Pistorius was born without fibulas. Doctors amputated his legs below the knees when he was 11 months old. But as he grew up, he stubbornly refused to let his disability keep him from sports. In 2005, at age 18, he placed sixth in the 400-meter race at the South African Championships. Race after race, he improved his form and became faster. Fast enough, in fact, to set his sights on the Olympics.
But his performances beg a seemingly ridiculous question: could a double amputee have an advantage in Olympic competition? Where does the gavel fall between technology and talent? Pistorius had to submit to scientific research to prove that, although his carbon fiber legs allow him to run, they do only that—a medium through which his fast-twitch muscles can physiologically take over and do the job. Just like a natural runner.
Regardless, his road to London was littered with potholes. Long story short: based on information from a study claiming Pistorius used 25 percent less energy than other runners, the International Association of Athletics Federation (IAAF) banned him from competing in 2007. He hired a legal team that proved the study was flawed, and demanded a new study. Eventually, the IAAF overturned the decision. For a year, a team of three scientists took a closer look at Pistorius' oxygen consumption, leg movements, and endurance, among other factors. The scientists found he metabolized oxygen the same way as other runners, but he ran in a mechanically different stride. He was cleared to compete.
He qualified for the Olympics just three weeks before opening ceremonies—the debate still sizzling.
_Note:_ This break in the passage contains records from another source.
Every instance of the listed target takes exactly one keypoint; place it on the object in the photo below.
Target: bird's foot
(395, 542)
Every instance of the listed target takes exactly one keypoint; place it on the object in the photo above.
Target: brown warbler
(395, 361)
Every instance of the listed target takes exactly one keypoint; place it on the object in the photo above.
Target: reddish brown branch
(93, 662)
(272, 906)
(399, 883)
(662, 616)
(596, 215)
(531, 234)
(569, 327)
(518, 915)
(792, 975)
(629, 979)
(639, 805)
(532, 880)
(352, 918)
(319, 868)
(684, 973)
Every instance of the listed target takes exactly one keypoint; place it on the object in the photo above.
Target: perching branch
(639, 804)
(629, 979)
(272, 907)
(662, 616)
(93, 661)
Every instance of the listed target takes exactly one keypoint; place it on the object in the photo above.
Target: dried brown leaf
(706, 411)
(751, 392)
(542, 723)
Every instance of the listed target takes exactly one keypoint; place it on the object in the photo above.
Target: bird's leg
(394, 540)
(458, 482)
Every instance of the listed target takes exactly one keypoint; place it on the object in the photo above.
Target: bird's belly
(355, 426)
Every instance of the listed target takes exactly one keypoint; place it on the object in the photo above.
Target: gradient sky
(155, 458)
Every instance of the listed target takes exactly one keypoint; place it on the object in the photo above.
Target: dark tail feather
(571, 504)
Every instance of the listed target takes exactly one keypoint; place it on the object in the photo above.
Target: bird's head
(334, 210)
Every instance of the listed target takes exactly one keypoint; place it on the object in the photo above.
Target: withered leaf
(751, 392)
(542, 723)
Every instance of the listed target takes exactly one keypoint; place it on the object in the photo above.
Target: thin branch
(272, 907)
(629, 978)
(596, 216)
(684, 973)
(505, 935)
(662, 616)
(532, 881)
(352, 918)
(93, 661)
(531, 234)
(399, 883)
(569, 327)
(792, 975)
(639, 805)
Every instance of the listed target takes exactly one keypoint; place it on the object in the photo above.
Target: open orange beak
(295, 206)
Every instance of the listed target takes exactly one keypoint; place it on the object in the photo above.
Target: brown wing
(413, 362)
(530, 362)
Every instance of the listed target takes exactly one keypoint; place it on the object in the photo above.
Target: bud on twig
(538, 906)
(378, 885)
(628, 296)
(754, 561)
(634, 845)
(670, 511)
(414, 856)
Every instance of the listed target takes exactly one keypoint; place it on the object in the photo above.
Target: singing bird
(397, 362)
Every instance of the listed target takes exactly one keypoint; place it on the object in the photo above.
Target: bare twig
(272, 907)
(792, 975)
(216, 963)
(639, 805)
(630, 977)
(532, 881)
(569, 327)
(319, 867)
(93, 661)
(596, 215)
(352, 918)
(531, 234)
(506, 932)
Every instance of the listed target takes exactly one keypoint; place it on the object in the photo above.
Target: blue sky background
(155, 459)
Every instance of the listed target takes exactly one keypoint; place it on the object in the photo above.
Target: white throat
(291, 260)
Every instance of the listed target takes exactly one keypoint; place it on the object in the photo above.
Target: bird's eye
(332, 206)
And although he choked on his start for his 400-meter semifinal race (after his season's best time of in the prelims of 45:44 seconds), his Olympic story isn't over yet. Pistorius will suit up for South Africa as part of its team for the 4 x 400 meter relay heat Thursday, and if they make it, the finals on Friday. This is his last chance for an Olympic gold medal.
Whether or not he wins, one thing is certain. Pistorius remains an inspiration to many for the barriers he hurdled in order to compete in the Olympics—and to silence the doubters questioning him as he traversed through the often-conflicting arenas of science, technology, and sports.